Looking back over history there are many times when policy, politics and fear overcame markets. It happens in just about every market; real estate, Wall Street, currencies and commodities both domestically and abroad. Sometimes these markets react favorably and other times unfavorably.
What is exceptionally tough to do is to use policy, politics and fear to accurately predict the direction of most markets in the long term.
In the short term, for example, it would be hard to deny that a significant reduction in the corporate tax rate would be great for U.S. business profits - and that may impact the value of certain domestic companies. On the other hand, what you’ve heard about policy discussions are just that, policy discussions and not proposals of law. As talk becomes proposals of law and new laws become effective – there is nothing more than a pari-mutuel effect going on in markets.
Some are taking bets that proposals will make it to the law stage and others are betting that laws will not change. Right or wrong, markets are likely to be impacted throughout the talk stages with the end result determined over the long term based on any actual changes combined with all of the other economic and world variables that may impact markets. Reality almost always wins out over emotions in the long term.
Part of the problem is defining what long term is. Just how much volatility are you able and willing to endure to maintain your investment discipline through time periods of turbulence?
Is long term tied to a fixed time period, such as ten years or more? Or is long term tied to a presidential tenure, or the duration of a market direction?
I think that one thing we can say about long term is that it is not a fixed period.

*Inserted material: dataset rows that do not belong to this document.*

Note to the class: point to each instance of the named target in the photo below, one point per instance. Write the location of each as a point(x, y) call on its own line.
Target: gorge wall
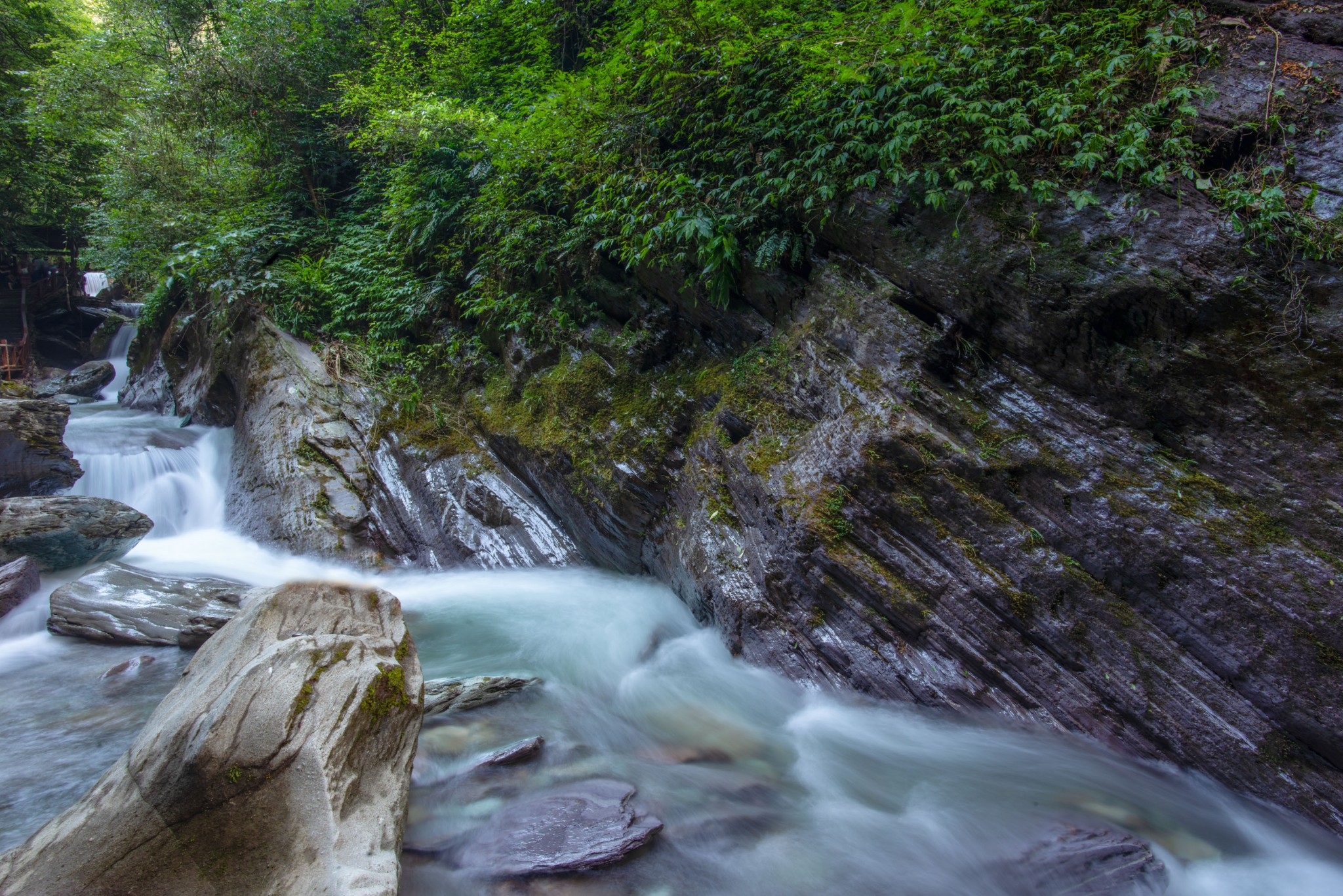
point(1067, 467)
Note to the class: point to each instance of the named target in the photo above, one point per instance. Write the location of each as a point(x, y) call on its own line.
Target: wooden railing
point(14, 359)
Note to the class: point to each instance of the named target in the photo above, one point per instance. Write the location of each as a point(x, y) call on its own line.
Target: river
point(765, 786)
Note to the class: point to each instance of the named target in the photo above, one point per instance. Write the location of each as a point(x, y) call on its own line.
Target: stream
point(765, 786)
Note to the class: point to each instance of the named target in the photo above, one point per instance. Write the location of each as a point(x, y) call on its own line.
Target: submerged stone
point(586, 825)
point(69, 531)
point(1085, 863)
point(460, 695)
point(123, 605)
point(134, 664)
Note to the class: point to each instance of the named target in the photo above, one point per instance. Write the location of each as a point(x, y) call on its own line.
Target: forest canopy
point(370, 168)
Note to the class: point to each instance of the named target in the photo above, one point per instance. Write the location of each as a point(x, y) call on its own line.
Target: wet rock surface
point(85, 381)
point(34, 459)
point(64, 532)
point(576, 828)
point(1053, 464)
point(18, 579)
point(460, 695)
point(129, 667)
point(513, 754)
point(316, 468)
point(1085, 863)
point(123, 605)
point(280, 764)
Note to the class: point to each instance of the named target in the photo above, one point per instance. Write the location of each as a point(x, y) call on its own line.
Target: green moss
point(766, 453)
point(826, 518)
point(310, 453)
point(386, 693)
point(1022, 604)
point(1230, 519)
point(321, 663)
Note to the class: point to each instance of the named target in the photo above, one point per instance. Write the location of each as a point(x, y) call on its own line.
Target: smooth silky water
point(765, 786)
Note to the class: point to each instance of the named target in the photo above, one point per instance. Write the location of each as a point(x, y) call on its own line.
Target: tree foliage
point(371, 168)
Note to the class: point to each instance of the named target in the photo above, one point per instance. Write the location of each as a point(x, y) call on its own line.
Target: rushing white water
point(765, 788)
point(94, 282)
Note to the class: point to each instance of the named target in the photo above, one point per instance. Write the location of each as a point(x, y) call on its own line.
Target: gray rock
point(1085, 863)
point(460, 695)
point(580, 827)
point(127, 667)
point(278, 765)
point(123, 605)
point(85, 381)
point(513, 754)
point(34, 459)
point(18, 581)
point(64, 532)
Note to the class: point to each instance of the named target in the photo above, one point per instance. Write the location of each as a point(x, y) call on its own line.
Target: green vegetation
point(45, 175)
point(424, 179)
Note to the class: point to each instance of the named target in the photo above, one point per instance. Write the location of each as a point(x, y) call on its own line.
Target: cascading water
point(765, 788)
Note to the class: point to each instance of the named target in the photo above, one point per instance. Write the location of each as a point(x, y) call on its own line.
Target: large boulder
point(278, 765)
point(68, 531)
point(85, 381)
point(123, 605)
point(34, 459)
point(18, 581)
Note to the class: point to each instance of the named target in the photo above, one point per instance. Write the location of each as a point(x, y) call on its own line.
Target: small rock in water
point(460, 695)
point(1085, 863)
point(586, 825)
point(516, 752)
point(69, 531)
point(129, 665)
point(18, 581)
point(124, 605)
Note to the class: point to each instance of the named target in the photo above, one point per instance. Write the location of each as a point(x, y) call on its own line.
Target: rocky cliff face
point(1076, 468)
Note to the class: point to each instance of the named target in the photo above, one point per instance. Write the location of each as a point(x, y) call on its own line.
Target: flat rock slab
point(586, 825)
point(513, 754)
point(278, 765)
point(68, 531)
point(123, 605)
point(1085, 863)
point(18, 581)
point(34, 458)
point(460, 695)
point(85, 381)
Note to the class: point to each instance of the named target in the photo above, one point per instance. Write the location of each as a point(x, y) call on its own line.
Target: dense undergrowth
point(409, 175)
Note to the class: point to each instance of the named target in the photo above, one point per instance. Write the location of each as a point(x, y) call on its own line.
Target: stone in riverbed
point(123, 605)
point(515, 752)
point(460, 695)
point(278, 765)
point(34, 459)
point(1084, 863)
point(18, 581)
point(134, 664)
point(85, 381)
point(580, 827)
point(68, 531)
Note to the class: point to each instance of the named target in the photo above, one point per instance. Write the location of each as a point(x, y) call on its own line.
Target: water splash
point(766, 789)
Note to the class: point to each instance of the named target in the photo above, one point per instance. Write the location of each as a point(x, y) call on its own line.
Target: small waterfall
point(94, 284)
point(117, 354)
point(766, 788)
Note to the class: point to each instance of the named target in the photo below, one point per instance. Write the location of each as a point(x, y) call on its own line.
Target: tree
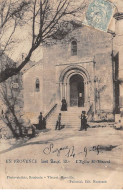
point(9, 94)
point(44, 17)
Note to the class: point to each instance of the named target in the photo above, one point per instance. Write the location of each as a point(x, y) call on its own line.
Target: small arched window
point(74, 48)
point(37, 85)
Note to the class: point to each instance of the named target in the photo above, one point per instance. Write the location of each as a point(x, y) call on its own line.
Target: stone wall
point(91, 44)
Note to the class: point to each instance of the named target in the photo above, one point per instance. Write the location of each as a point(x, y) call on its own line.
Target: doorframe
point(64, 83)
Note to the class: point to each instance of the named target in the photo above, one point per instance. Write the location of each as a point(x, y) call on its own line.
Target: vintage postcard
point(61, 94)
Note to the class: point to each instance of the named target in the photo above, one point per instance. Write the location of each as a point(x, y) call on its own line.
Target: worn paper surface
point(69, 158)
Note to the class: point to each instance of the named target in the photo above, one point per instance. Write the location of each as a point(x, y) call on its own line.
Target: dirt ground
point(91, 159)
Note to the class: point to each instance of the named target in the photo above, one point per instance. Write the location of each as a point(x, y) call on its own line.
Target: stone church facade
point(78, 68)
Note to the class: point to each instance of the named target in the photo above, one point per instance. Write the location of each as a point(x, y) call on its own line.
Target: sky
point(23, 35)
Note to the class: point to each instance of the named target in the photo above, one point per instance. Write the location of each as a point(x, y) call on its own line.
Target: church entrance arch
point(74, 86)
point(76, 91)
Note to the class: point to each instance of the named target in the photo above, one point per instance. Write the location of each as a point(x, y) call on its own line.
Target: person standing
point(58, 122)
point(64, 105)
point(44, 123)
point(40, 121)
point(83, 121)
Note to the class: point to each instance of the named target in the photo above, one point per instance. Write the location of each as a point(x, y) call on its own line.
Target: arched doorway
point(77, 91)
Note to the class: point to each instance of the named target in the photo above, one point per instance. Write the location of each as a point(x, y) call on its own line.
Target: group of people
point(42, 122)
point(58, 126)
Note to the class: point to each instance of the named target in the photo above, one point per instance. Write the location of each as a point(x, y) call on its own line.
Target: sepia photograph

Consider the decline in interest rates. One could say that the cyclical decline in interest rates was, and may still be, a bullish market for the past 35+ years. That is definitely a long term trend many investors may have prematurely predicted as over.
With the political divide in the U.S. as bad as it’s ever been, many investors today wonder where this will all lead. Those with deep conviction on either side of the aisle sound invincible in their beliefs on the direction of the U.S., its economic state and ultimately investment markets.
The best medicine for concerned investors now may be to ignore the screams coming from the kitchen. Drop back and take a bigger picture look at your investment philosophy.
Understand your allocations and know where the risk lies in your portfolio. Some may be surprised to learn where the risk comes from, as it may all be hidden in a favorite holding because it’s done so well for you.
From there, re-examine your investment needs and adjust to an allocation that mute some of the sounds and fears mulling around your thoughts.